What this means is that inputting one feature of an object should result in the cells which represent all other features of that object going to the predictive state. In other words, any of the features of the object might be sensed next, in no particular order. Therefore the prediction should be all other features of the object.
Obviously this is a very rough theory, and may have no basis in reality, so looking for folks to poke holes in it as a way of hopefully distilling out something useful. I’ll start the hole-poking myself by pointing out one of the main problems with this theory, which is the concept of the “learning period”. As written, it would require learning one object at a time, and waiting some time between objects for the "learning period’ to end. If I were to start touching a second object too quickly, it’s features become encoded along with the first object. This becomes particularly a problem if you try to extend this theory to vision, where jumping quickly between objects is the norm and not the exception.

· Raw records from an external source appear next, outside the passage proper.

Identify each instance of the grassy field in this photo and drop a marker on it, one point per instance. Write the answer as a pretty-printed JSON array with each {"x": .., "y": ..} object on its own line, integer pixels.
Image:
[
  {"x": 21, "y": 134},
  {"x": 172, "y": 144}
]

Another problem is when a feature is shared between multiple objects, and that feature is input. Initially, the features of all objects which share that feature would be predicted (which should be expected), but I haven’t thought of how sensing other features would “narrow down” the prediction to one object. I am tackling this problem first before I go back to the “learning period” problem.
I’m also developing a simple proof-of-concept app to try and see how well the theory holds up in practice, so I’ll post a link to that when it is complete.